Edit this page on GitHub

Visual Aesthetics

Paper CBMI: Semi-automatic Video Assessment System

Visual feature extraction tool

A command line utility that can be used to generate metadata for visual quality assessment, it relies on opencv 3.2 library of algorithms to compute features that describe images and videos in respect to visual properties carefully selected from state-of-the-art literature. An extensive review and testing was made to find a group of visual features good for the task of visual discrimination. A top-down aproach for extraction results in a very compact feature vector. A graphical interface (demo available here) was used to check overall usability and performance of the features. A subset was used to train classifiers for aesthetic and interestingness and some of the features were also indexed and used to compute a similarity metric.


The utility accepts images or videos as input. The files can be loaded from a text file list or by providing a folder path.
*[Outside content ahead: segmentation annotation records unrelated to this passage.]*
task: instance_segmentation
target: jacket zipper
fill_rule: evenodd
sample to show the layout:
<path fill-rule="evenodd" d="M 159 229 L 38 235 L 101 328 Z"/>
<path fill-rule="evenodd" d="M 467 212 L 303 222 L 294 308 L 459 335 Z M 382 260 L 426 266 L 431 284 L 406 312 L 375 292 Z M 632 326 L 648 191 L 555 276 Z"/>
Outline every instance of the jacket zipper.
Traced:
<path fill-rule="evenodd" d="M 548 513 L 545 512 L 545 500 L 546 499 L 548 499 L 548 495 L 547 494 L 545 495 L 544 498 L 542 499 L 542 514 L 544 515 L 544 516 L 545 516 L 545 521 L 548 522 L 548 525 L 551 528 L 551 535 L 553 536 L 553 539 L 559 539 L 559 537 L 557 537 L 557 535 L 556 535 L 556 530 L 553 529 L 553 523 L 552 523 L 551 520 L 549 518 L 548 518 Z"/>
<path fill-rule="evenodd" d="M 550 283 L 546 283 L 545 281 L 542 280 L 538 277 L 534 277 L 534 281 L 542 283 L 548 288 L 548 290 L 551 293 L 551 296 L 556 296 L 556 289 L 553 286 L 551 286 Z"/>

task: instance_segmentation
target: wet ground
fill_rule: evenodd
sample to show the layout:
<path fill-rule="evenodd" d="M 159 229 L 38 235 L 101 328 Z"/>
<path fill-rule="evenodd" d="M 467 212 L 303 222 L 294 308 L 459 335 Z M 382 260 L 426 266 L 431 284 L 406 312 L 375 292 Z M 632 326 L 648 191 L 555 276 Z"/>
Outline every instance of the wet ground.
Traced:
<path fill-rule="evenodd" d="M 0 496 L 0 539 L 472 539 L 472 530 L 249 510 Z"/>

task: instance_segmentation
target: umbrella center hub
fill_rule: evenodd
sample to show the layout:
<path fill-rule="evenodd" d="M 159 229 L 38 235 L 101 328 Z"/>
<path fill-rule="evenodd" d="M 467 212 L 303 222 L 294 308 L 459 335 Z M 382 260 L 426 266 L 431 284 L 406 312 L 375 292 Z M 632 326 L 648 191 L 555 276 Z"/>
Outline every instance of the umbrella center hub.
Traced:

The output feature vector is saved in CSV format.

example 1: Extract features from image files in bin/data/images folder to the CSV file images_output.csv

The resulting output file can be found here.

example 2: Extract features from video files in videos.txt to the CSV file video_output.csv

Here is the resulting feature vector in CSV format.

Feature description

In this section we made a list of features,for each one we explain its relevancy and show the range of acceptable values

The path of folder, text file or url to the media. note: -d argument should be set acordingly.

Width of the image or video.

Height of image or video.


Based on a survey implementation of many focus measurement algorithms in “Analysis of focus measure operators for shape from focus”

We selected the OpenCV port of ‘LAPV’ Variance of Laplacian algorithm (Pech2000).

This kind of algorithms are used in camera auto-focus, and rely on edge detection since we can detect more edges in a focused image then in a blurred version of it. Returns the maximum sharpness detected, which is a pretty good indicator of if a camera is in focus or not. Not surprisingly, normal values are scene dependent but much less so than other methods like FFT which has too high of a false positive rate to be as useful.

Color moments

The basis of color moments lays in the assumption that the distribution of color in an image can be interpreted as a probability distribution. Probability distributions are characterized by a number of unique moments (e.g. Normal distributions are differentiated by their mean and variance). It therefore follows that if the color in an image follows a certain probability distribution, the moments of that distribution can then be used as features to identify that image based on color. Color moments are scaling and rotation invariant, they are also a good feature to use under changing lighting conditions. We use the first two central moments of color distribution. They are the mean and standard deviation computed as explained in “M. Stricker and M. Orengo Similarity of color images.”

We compute moments for each RGB channel.

Mean - The first color moment can be interpreted as the average color in the image.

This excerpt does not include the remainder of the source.